This document describes how to deploy the RadSysX BiomedParse backend on a cloud VM with NVIDIA GPU.
- Framework: FastAPI (Python)
- GPU: NVIDIA CUDA runtime (Docker-based)
- Inference: BiomedParse v2 (3D-enabled) via
backend/server.pyandbackend/biomedparse_api.py - API base path:
/api/biomedparse/v1 - Static artifacts:
/files/*->backend/tmp/biomedparse
- A cloud VM with an NVIDIA GPU (e.g., 12 GB VRAM or more recommended).
- SSH access to the VM.
- Docker installed.
- NVIDIA Container Toolkit installed for GPU inside Docker.
- The BiomedParse 3D checkpoint file available on the VM (path used by
BP3D_CKPT).
References:
- NVIDIA Container Toolkit installation:
https://docs.nvidia.com/datacenter/cloud-native/container-toolkit/install-guide.html - Docker installation:
https://docs.docker.com/get-docker/
- SSH into your VM.
- Clone the repository:
git clone https://github.com/<your-org-or-user>/RadSysX.git
cd RadSysX- Place your 3D checkpoint on the VM and note the absolute path. For example:
mkdir -p /opt/weights
cp /path/to/biomedparse_3D_AllData_MultiView_edge.ckpt /opt/weights/- Build the GPU image:
docker build -t radsysx-backend:gpu -f backend/Dockerfile .- Start the container with GPU access (mapping weights into the container) and environment variables:
docker run --gpus all -p 8000:8000 \
-e BP3D_CKPT=/weights/biomedparse_3D_AllData_MultiView_edge.ckpt \
-e BP_TMP_TTL=7200 -e BP_TMP_SWEEP=1800 -e BP_VALIDATE_HEATMAP=1 \
-v /opt/weights:/weights \
radsysx-backend:gpu- Verify the service:
curl http://<VM_IP>:8000/api/biomedparse/v1/healthIf you see { "status": "healthy", "gpu_available": true }, the API is up with GPU.

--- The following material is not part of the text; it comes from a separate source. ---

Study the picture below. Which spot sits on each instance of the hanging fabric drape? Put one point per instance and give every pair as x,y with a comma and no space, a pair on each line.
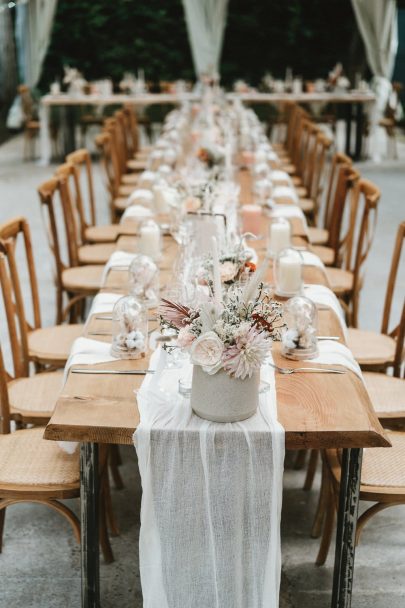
206,21
378,24
33,33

- Open interactive docs in a browser:
http://<VM_IP>:8000/docs
- Health:
curl -s http://<VM_IP>:8000/api/biomedparse/v1/health | jq .- 2D predict example (PNG/JPG):
curl -s -X POST \
-F "file=@/path/to/example.png" \
-F "prompts=liver" \
"http://<VM_IP>:8000/api/biomedparse/v1/predict-2d?threshold=0.5&return_heatmap=true" | jq .- 3D predict (NIfTI):
curl -s -X POST \
-F "file=@/path/to/volume.nii.gz" \
-F "prompts=liver" \
"http://<VM_IP>:8000/api/biomedparse/v1/predict-3d-nifti?return_heatmap=true" | jq .- Fetch NPZ artifacts (for debugging):
curl -s "http://<VM_IP>:8000/api/biomedparse/v1/fetch-npz?name=seg_XXXX.npz&key=seg" | jq .

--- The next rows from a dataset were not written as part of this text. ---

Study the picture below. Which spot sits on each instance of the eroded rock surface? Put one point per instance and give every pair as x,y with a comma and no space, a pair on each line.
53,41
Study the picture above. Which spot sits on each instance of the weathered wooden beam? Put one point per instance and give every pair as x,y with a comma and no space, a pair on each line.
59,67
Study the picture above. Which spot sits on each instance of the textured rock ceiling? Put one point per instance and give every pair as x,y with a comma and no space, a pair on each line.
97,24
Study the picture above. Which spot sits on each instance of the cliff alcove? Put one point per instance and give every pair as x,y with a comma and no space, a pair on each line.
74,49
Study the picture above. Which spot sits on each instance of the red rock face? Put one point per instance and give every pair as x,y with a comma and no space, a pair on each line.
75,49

curl -s "http://<VM_IP>:8000/api/biomedparse/v1/fetch-npz?name=prob_YYYY.npz&key=prob" | jq .Set these in your .env or pass with -e in docker run.
# Required: absolute path inside the CONTAINER to the 3D checkpoint
BP3D_CKPT=/weights/biomedparse_3D_AllData_MultiView_edge.ckpt
# Transient artifact TTL and sweep (seconds)
BP_TMP_TTL=7200
BP_TMP_SWEEP=1800
# Validate that heatmap NPZ contains key 'prob' as uint8 (1=on, 0=off)
BP_VALIDATE_HEATMAP=1
# Optional: force slice batch size; otherwise auto‑tuned by available VRAM
#BP_SLICE_BATCH_SIZE=4Notes:
- Temp files are saved under
backend/tmp/biomedparseand served via/files/*. - The cleanup daemon purges
.npzartifacts older thanBP_TMP_TTLeveryBP_TMP_SWEEPseconds. - When using Docker, prefer a plain
.envfile (not.env.local). Load it with--env-file .envor map individual variables with-eflags. - Ensure your cloud firewall/security groups open TCP port
8000to authorized client IPs only (and any other ports you expose). On the VM itself, allow the same in the OS firewall if enabled.
- Install Python 3.10+, CUDA drivers, and a CUDA-enabled PyTorch.
- Install dependencies:
pip install fastapi uvicorn[standard] python-multipart pydantic numpy pillow nibabel pydicom hydra-core omegaconf python-dotenv
pip install torch torchvision --index-url https://download.pytorch.org/whl/cu121- Export environment variables (see the section above) and run the API:
uvicorn backend.server:app --host 0.0.0.0 --port 8000- Out-of-memory (OOM): lower
BP_SLICE_BATCH_SIZEor pass?slice_batch_size=...on 3D endpoints. - GPU not detected: verify
nvidia-smion the host and that the container runs with--gpus all. - Missing checkpoint: ensure
BP3D_CKPTpoints to a readable file inside the container (mount it with-v). - Heatmap NPZ validation errors: set
BP_VALIDATE_HEATMAP=1(default) and ensure the artifact containsprob(uint8). - CORS: the server currently allows all origins; restrict in production (edit
backend/server.py). - Security: only expose port 8000 to authorized IPs; consider a reverse proxy with auth for internet-facing deployments.